Office Hours
Spring 2026
I'm happy to see you! My office hours will be in one of two different locations, depending on the day. Boliou 160 is the studio where I'm co-teaching "Art, Interactivity, and Microcontrollers," so half of my office hours are there. The other office hours will be scheduled in Olin 304. I'm open for business on any topic regardless of where my office hours are physically, so feel free to visit me in either location.
Occasionally, meetings pop up for which I need to move, shorten, or cancel my office hours, and so the Google calendar linked below has a more accurate representation of what my office hours actually are. The hours above are a guideline; the hours below are what is actually going on for a given week.
You can visit the calendar in a web page to see what it looks like.
You can find the calendar directly within Google calendar, which integrates with the rest of your Google calendar. My calendar is called "Musicant shared office hours."
Feel free to look for other students in the class while working in the labs. Be friendly and help each other out. Office hours are also a time when you can work with other students in the class spontaneously for helping each other.

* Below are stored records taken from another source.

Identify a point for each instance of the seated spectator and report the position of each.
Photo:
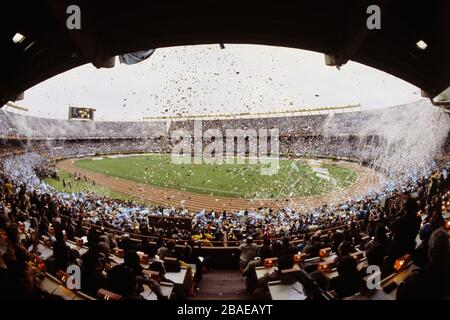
(167, 251)
(92, 269)
(433, 281)
(248, 252)
(348, 281)
(377, 249)
(126, 279)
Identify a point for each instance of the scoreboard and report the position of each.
(81, 113)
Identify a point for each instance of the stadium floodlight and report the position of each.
(18, 37)
(422, 45)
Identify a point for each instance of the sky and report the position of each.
(205, 79)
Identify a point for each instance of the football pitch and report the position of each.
(295, 178)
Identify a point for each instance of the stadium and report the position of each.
(303, 204)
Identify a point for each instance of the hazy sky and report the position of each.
(208, 80)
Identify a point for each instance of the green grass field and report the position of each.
(82, 186)
(230, 180)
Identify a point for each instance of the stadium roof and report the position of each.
(43, 46)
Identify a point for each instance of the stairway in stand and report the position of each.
(221, 285)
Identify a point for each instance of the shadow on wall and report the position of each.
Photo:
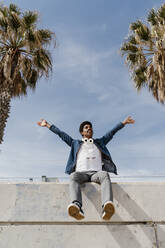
(138, 235)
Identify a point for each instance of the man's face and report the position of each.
(87, 131)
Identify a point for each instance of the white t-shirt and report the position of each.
(89, 157)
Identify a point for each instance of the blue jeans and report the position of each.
(101, 177)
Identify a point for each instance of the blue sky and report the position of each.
(90, 81)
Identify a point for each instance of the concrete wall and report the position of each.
(34, 215)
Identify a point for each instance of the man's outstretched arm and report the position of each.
(64, 136)
(108, 136)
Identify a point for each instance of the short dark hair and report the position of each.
(83, 124)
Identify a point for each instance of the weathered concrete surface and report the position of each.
(35, 215)
(48, 202)
(161, 235)
(77, 236)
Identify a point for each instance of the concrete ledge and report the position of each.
(63, 236)
(35, 215)
(45, 202)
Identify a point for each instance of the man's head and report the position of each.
(86, 129)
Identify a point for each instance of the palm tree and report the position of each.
(24, 57)
(144, 51)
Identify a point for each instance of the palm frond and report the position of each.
(30, 19)
(14, 8)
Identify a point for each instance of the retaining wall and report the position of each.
(34, 215)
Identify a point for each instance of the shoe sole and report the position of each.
(109, 210)
(74, 212)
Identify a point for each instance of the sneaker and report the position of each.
(108, 210)
(75, 211)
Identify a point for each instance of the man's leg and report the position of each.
(103, 178)
(76, 179)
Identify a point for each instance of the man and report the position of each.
(89, 161)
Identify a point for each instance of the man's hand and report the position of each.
(128, 120)
(43, 123)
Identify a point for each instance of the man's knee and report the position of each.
(104, 175)
(75, 176)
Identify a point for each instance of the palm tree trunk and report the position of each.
(5, 99)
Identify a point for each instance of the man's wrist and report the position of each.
(48, 125)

You can also contact me directly by email if you are unable to make office hours, and we can schedule an appointment. Make sure to do so at least 24 hours in advance, and list times that you are available between 8am and 5pm.

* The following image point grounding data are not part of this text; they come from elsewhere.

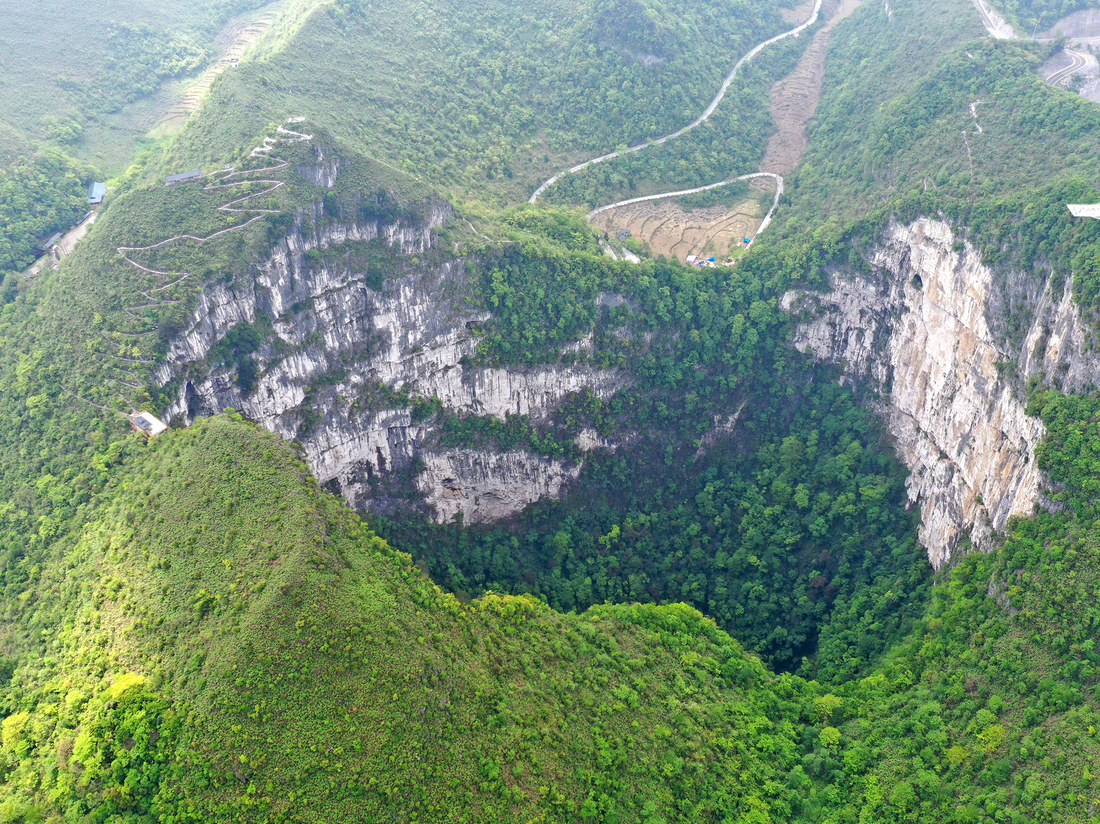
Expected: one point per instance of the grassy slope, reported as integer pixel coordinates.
(41, 44)
(487, 98)
(314, 674)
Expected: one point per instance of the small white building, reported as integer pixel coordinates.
(147, 424)
(1085, 210)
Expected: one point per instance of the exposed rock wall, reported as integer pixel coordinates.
(413, 334)
(923, 332)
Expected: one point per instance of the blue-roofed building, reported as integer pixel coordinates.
(185, 177)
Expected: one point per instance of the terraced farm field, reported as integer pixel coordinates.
(671, 230)
(239, 35)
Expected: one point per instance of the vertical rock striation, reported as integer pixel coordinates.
(923, 332)
(334, 341)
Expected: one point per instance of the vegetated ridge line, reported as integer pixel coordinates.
(220, 180)
(701, 119)
(1078, 62)
(763, 223)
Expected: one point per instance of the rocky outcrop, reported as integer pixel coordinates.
(334, 345)
(486, 486)
(923, 332)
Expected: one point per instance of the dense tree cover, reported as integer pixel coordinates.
(799, 515)
(190, 630)
(135, 59)
(1041, 14)
(39, 196)
(517, 95)
(252, 652)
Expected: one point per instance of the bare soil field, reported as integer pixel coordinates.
(671, 230)
(798, 13)
(794, 98)
(234, 40)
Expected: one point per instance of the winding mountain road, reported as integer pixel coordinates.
(697, 121)
(1078, 62)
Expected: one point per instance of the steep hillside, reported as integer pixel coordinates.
(217, 639)
(486, 101)
(200, 626)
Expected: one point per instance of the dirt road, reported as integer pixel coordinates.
(701, 119)
(794, 98)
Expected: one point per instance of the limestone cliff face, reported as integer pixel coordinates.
(336, 341)
(925, 333)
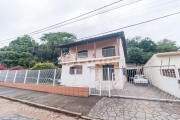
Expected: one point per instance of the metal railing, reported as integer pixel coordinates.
(89, 55)
(47, 77)
(153, 82)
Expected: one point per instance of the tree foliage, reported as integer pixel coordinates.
(166, 45)
(26, 52)
(141, 50)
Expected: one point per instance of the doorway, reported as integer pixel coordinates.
(105, 72)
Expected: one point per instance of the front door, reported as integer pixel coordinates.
(105, 72)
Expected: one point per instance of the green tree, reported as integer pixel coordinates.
(166, 45)
(49, 51)
(147, 45)
(135, 55)
(134, 42)
(26, 60)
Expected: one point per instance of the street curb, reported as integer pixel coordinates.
(67, 112)
(149, 99)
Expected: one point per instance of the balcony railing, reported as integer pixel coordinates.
(89, 55)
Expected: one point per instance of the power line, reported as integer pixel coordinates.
(131, 25)
(133, 17)
(75, 18)
(43, 30)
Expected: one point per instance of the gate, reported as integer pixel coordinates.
(152, 82)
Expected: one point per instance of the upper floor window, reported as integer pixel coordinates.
(169, 73)
(76, 69)
(83, 54)
(65, 51)
(108, 51)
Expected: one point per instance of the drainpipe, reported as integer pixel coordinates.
(94, 49)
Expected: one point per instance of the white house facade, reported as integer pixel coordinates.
(96, 60)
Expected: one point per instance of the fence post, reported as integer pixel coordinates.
(100, 91)
(6, 76)
(25, 76)
(54, 77)
(109, 83)
(15, 76)
(75, 71)
(177, 73)
(38, 77)
(90, 81)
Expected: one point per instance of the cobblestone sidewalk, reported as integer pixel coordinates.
(10, 110)
(129, 109)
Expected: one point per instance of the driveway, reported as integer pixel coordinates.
(17, 111)
(130, 109)
(75, 104)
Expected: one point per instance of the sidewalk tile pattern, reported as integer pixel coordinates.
(130, 109)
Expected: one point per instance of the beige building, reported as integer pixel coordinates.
(90, 61)
(165, 72)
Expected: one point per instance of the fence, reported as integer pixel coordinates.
(47, 77)
(154, 82)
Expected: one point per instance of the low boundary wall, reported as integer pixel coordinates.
(63, 90)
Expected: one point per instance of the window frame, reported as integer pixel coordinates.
(108, 48)
(78, 68)
(168, 73)
(83, 51)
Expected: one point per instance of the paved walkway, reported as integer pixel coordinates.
(17, 111)
(74, 104)
(94, 106)
(129, 109)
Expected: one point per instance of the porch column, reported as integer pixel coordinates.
(117, 41)
(76, 52)
(61, 53)
(94, 49)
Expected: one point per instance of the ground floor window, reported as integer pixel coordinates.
(169, 73)
(105, 72)
(75, 69)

If you are taking CS 220, you can also contact the teaching assistant.
How to prepare
In general, you don't need to prepare for student hours at all. Feel free to stop by to talk or to bring whatever questions you have. Office hours are hopefully a collaborative session where you can work with me and also with other students in helping to solve whatever problems you're working on.

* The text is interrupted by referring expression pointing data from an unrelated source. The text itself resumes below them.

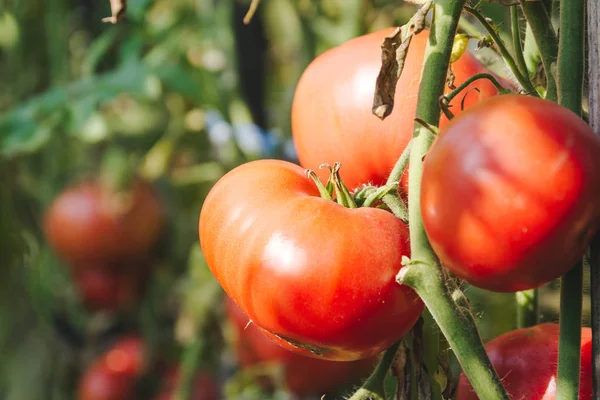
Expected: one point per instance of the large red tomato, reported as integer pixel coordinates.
(510, 192)
(309, 271)
(331, 112)
(108, 285)
(303, 375)
(88, 222)
(114, 375)
(526, 361)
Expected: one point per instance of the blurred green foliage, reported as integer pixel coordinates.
(187, 92)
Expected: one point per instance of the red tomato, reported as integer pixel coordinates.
(109, 287)
(526, 360)
(315, 274)
(204, 386)
(510, 192)
(114, 375)
(304, 376)
(88, 222)
(331, 112)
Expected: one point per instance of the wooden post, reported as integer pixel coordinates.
(593, 12)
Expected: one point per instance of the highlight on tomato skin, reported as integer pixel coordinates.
(303, 375)
(509, 193)
(316, 274)
(331, 112)
(89, 222)
(526, 360)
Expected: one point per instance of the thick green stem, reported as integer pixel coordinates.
(188, 370)
(593, 57)
(527, 308)
(426, 275)
(400, 166)
(515, 27)
(450, 96)
(569, 353)
(373, 388)
(523, 80)
(457, 326)
(545, 38)
(570, 71)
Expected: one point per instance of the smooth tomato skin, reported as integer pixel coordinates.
(331, 112)
(304, 376)
(509, 194)
(308, 270)
(204, 386)
(526, 360)
(84, 223)
(114, 375)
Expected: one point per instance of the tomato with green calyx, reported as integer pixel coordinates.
(204, 386)
(331, 113)
(526, 361)
(309, 271)
(303, 375)
(89, 222)
(509, 193)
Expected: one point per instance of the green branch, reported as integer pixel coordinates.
(545, 38)
(424, 273)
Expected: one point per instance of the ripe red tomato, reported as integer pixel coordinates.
(304, 376)
(331, 112)
(510, 192)
(526, 360)
(109, 287)
(114, 375)
(88, 222)
(204, 386)
(309, 271)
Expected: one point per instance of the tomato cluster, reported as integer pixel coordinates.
(508, 201)
(106, 238)
(303, 376)
(526, 360)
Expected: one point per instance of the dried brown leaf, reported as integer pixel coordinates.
(393, 55)
(118, 8)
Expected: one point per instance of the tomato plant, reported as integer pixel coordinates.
(89, 222)
(307, 270)
(526, 360)
(114, 375)
(303, 375)
(331, 112)
(509, 192)
(204, 386)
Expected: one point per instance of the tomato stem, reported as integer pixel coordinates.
(424, 273)
(570, 71)
(527, 308)
(569, 347)
(458, 326)
(400, 166)
(373, 388)
(523, 80)
(543, 32)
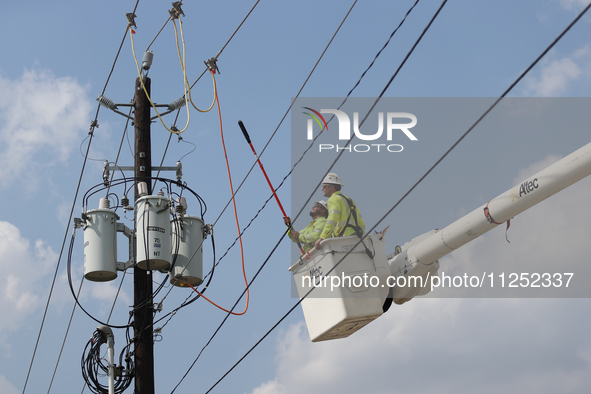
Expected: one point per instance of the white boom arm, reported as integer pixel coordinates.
(419, 257)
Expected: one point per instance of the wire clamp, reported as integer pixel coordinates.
(131, 19)
(177, 11)
(212, 64)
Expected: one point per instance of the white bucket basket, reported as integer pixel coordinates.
(352, 295)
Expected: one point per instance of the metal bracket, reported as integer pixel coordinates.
(178, 168)
(130, 234)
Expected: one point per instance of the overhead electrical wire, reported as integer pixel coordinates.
(141, 78)
(254, 164)
(521, 76)
(91, 133)
(376, 101)
(289, 108)
(304, 153)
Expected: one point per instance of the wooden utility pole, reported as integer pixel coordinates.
(143, 317)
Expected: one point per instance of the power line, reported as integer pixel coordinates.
(255, 163)
(522, 75)
(91, 133)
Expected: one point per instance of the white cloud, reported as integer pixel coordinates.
(437, 345)
(41, 120)
(6, 387)
(558, 75)
(25, 267)
(574, 4)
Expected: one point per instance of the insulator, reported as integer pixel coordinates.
(106, 102)
(147, 60)
(176, 104)
(181, 206)
(142, 188)
(104, 203)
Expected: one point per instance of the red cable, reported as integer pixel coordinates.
(235, 214)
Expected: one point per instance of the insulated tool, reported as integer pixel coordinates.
(286, 218)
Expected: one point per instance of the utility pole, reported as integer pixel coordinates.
(143, 318)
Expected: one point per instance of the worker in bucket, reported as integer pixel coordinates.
(344, 218)
(308, 236)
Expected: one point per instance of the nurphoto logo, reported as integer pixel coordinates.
(395, 123)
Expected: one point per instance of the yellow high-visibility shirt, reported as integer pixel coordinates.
(311, 233)
(338, 213)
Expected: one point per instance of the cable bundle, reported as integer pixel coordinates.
(93, 367)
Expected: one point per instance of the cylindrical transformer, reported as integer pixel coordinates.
(152, 215)
(100, 245)
(187, 250)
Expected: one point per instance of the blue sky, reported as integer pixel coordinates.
(56, 60)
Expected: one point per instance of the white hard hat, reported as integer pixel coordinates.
(323, 203)
(333, 179)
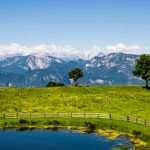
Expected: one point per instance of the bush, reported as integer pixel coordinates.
(23, 121)
(54, 84)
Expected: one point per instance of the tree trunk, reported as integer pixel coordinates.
(146, 83)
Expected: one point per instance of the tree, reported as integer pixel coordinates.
(75, 74)
(142, 68)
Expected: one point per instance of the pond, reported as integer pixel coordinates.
(60, 139)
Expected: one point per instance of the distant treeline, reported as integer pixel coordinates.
(53, 84)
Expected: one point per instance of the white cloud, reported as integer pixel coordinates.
(68, 52)
(65, 52)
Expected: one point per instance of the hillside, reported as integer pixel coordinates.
(119, 100)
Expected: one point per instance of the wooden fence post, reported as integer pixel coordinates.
(71, 115)
(137, 120)
(57, 115)
(110, 116)
(4, 115)
(17, 115)
(145, 123)
(128, 118)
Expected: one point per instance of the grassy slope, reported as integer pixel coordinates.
(123, 100)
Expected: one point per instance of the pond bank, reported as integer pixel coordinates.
(139, 135)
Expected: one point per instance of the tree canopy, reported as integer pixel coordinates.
(75, 74)
(142, 68)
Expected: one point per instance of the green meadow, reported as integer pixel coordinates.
(119, 100)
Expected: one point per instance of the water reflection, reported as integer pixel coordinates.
(58, 139)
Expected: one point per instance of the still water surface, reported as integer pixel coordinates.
(61, 139)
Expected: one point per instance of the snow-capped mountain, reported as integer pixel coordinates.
(38, 70)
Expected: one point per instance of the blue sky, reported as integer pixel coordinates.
(79, 23)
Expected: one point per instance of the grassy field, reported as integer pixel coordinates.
(119, 100)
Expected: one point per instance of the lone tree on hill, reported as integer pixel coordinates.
(75, 74)
(142, 68)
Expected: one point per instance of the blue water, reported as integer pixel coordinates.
(61, 139)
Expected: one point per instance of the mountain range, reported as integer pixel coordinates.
(35, 70)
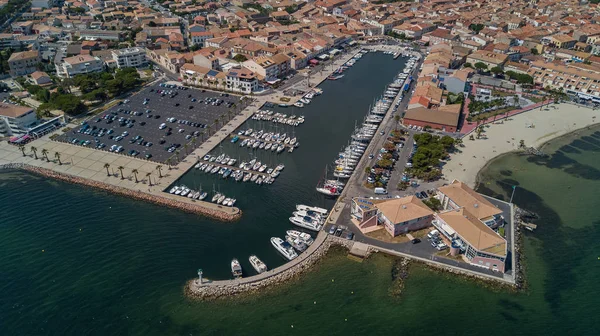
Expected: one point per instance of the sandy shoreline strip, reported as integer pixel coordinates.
(501, 138)
(186, 207)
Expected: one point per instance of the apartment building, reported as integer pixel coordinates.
(15, 120)
(23, 63)
(130, 57)
(241, 80)
(397, 215)
(580, 79)
(81, 64)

That said, it can nonetheless be super helpful if you are prepared and ready to go with whatever question you have. If you will be showing me code on a laptop, please have it ready to go when you come in. I find it much easier to help students out when working on a larger monitor or screen, so if you're bringing a laptop we'll plug it into an external display so we can both look at it.
If you'll be coming to me for help on debugging code for a class you're taking with me, I'll likely ask you what you've already tried. So in this case, at least be ready to tell me what you've already tried to do to help understand the bug that you're facing.